The global market for inkjet printing will grow at a rate of 9.4% year-on-year and will be worth $109bn (£85.4bn) in 2023, according to new research from Smithers Pira.
The print and packaging consultancy’s latest market report, The Future of Inkjet Printing to 2023, said this contrasts positively with the general outlook for the print industry, where growth is occurring at 0.8% annually.
In 2018 the total value of inkjet printing in graphics and packaging applications will reach $69.6bn, Smithers Pira said, with a total print volume equivalent to 749 billion A4 prints.
This volume will consume some 103,700 tonnes of ink, with the end-users spending $8.7bn, while the market for new inkjet equipment will be $3.6bn.
With the potential of inkjet – predominantly in short-run and variable-data printing – increasingly realised, Smithers Pira said the technology is changing printer business models, disrupting established supply chains, and enabling new value-adding options.
Author of the report, Smithers Pira print consultant Sean Smyth, said: “In general terms inkjet is by far the fastest-growing printing process. It’s being used in more and more applications and that is because of its inherent flexibility – you can virtually put any fluid onto any surface.
“The applications are improving all the time as manufacturers spend more money on heads, fluids, control systems, drying and a whole range of things that are required to make a reputable printing machine.
“Billions of dollars are being spent on all aspects of that, which has been going on for quite some time, and now the latest inkjet machines are more productive than flexo, litho and in some cases gravure machines, in terms of throughput.”
While advertising will continue to be the largest end-use application across 2018-2023, the most rapid growth will come from wider use of inkjet in books, packaging and commercial printing.
“Inkjet has effectively allowed book printing companies to re-engineer their manufacturing capabilities. It’s not just the ink on paper, it’s the infrastructure in the eco-system which some people use,” said Smyth.

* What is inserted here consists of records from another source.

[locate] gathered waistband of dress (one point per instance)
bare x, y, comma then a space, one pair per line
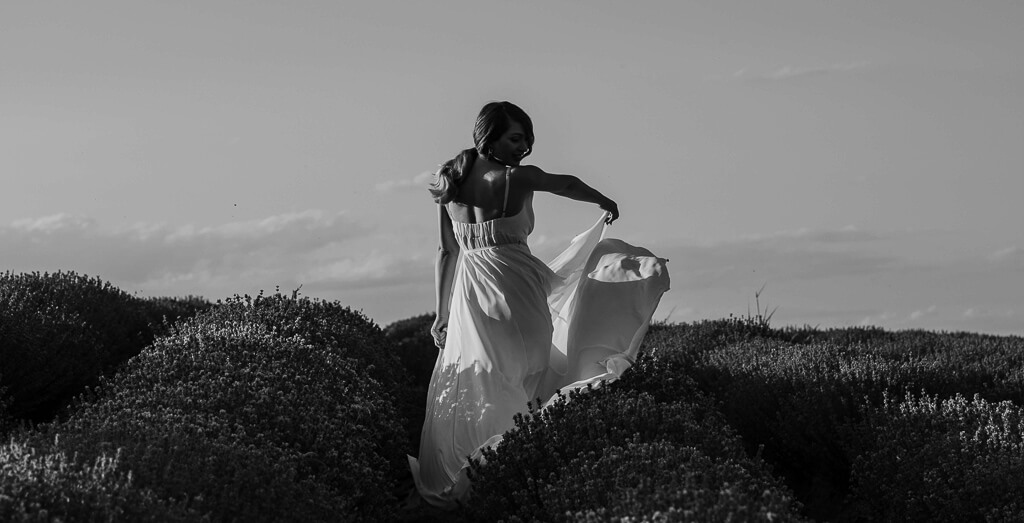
496, 246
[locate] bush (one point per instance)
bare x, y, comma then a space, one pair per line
660, 481
58, 334
569, 459
170, 310
47, 485
330, 324
796, 391
929, 460
410, 340
245, 422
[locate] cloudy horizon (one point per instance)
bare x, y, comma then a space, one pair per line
859, 162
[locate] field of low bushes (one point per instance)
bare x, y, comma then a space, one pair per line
287, 408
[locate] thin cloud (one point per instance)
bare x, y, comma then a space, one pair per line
176, 260
793, 72
419, 181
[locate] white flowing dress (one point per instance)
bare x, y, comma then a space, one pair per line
520, 330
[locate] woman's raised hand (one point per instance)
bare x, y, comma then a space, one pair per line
611, 209
439, 333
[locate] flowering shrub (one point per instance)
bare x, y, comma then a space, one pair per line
410, 340
171, 310
796, 392
660, 481
930, 460
240, 421
330, 324
44, 484
590, 451
58, 333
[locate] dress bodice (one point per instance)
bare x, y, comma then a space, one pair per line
499, 231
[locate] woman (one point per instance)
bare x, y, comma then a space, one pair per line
498, 306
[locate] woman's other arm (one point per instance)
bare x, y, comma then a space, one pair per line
448, 255
565, 185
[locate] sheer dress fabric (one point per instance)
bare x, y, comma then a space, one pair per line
521, 330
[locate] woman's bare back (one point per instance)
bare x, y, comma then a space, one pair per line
482, 192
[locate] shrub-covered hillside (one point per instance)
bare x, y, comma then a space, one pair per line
286, 408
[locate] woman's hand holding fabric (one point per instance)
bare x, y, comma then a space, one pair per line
439, 332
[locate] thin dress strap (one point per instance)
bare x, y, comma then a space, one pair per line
506, 203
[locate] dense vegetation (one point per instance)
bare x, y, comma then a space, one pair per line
275, 407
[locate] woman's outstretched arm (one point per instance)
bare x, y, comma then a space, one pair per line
565, 185
448, 256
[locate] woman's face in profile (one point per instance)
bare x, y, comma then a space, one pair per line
512, 145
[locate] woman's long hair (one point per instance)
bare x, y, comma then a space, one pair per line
494, 121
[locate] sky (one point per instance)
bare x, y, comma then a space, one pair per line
860, 162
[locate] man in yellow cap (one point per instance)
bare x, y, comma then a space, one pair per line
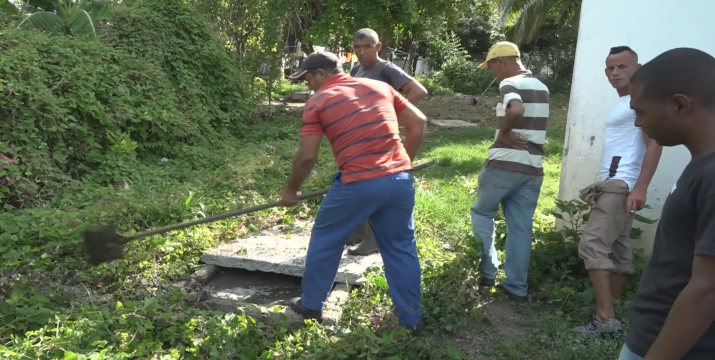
512, 173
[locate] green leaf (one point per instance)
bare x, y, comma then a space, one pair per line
44, 21
80, 23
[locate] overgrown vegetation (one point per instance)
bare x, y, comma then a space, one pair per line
152, 118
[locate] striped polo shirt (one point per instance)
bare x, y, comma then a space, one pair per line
359, 118
532, 126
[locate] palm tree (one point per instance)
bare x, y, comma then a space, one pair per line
72, 17
527, 17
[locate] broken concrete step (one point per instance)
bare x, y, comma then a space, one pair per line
284, 254
453, 124
266, 296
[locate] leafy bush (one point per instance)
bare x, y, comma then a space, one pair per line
76, 108
209, 86
464, 76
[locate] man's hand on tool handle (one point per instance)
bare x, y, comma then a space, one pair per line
289, 197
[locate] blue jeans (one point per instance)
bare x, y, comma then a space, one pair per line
627, 354
518, 194
388, 203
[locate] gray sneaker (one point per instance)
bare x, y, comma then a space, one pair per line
595, 328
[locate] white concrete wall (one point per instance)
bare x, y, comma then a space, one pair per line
649, 27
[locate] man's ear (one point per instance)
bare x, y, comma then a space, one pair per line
681, 104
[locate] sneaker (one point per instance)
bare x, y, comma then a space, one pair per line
595, 328
512, 297
297, 306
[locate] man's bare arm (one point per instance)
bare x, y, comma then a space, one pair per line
650, 163
514, 112
415, 91
691, 315
304, 161
414, 122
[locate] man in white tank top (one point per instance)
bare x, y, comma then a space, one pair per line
628, 162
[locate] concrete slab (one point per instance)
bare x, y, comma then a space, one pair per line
453, 124
284, 254
266, 296
251, 287
205, 273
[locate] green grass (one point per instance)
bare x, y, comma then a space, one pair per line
126, 310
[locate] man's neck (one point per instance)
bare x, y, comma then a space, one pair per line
516, 70
700, 142
371, 64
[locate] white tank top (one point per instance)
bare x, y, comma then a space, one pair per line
623, 146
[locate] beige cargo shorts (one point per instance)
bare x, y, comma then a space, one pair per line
606, 243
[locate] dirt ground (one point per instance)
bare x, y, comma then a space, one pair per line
474, 109
500, 323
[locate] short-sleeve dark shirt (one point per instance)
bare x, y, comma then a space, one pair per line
384, 71
686, 229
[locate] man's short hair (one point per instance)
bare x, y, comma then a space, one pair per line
685, 71
367, 33
619, 49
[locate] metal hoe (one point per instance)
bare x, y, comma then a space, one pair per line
103, 244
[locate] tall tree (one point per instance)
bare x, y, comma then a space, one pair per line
527, 17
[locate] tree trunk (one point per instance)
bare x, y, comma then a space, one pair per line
386, 40
411, 58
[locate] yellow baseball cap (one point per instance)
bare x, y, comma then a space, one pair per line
501, 49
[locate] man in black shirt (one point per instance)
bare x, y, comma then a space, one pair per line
673, 311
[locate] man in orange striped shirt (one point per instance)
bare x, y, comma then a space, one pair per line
361, 119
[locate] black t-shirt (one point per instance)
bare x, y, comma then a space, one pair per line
686, 229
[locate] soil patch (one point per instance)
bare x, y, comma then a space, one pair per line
500, 322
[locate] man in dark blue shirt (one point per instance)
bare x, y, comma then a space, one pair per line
673, 311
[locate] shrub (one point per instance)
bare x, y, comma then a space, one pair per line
77, 107
464, 76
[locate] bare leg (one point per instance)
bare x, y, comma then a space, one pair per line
618, 285
601, 280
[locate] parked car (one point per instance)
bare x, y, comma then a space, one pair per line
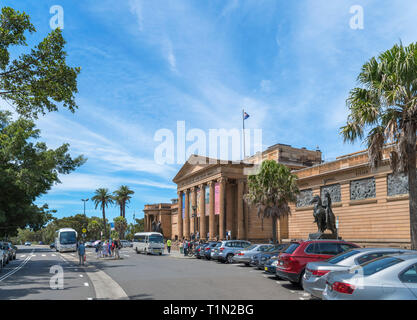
225, 250
126, 243
199, 250
271, 265
244, 256
10, 252
387, 278
314, 280
293, 260
4, 257
273, 252
208, 249
12, 249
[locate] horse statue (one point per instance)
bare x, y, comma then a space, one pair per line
323, 214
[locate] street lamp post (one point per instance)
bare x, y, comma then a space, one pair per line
84, 200
195, 225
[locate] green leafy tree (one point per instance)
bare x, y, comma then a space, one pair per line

“One of the key things about inkjet is that it’s not just a replacement for another printing system, but it enables you to manufacture in a different way, with workflow, better controls and better demand forecasting.
“Printondemand-worldwide, for example, are enabling the batch of one by combining lots of jobs together and printing them all in one line. Because it’s totally digital and they’ve got the finishing and everything in combination, it doesn’t matter how many pages or what format it is, you just run the whole lot together.
“That means that instead of the traditional manufacturing cost of one book – pre-press, printing all the sections, gathering sections, binding it, finishing it, trimming it and sticking it out – you get a batch of 100 or 1,000 ones where all of a sudden the unit cost of manufacture is competitive compared to the traditional model.”
He added: “In packaging, changing retail supply chains along with strong growth in e-commerce – now including mobile-enabled ‘m-commerce’ – are pushing further adoption of inkjet as brands and retailers look to communicate with end users in new ways.
“Equipment manufacturers and converters are exploring new functions enabled by versioning and personalisation on packs as packaging is used in new ways to engage with consumers.”
Smithers Pira said developers are also exploring ways of leveraging the flexibility of inkjet to open new market applications such as 3D printing, automotive and transport printing, biomedical printing, ceramics printing, décor and laminate printing, direct-to-shape printing, glass printing, textile printing and printed electronics.
Addressing the higher ink costs traditionally associated with inkjet, Smyth said: “The unit cost of production of inkjet has been plummeting over the past few years as the performance of the engines has increased.
“The ink price is only one component of the overall cost and there are lots of things you can do with clever colour management and other things to help reduce the amount of ink on there.”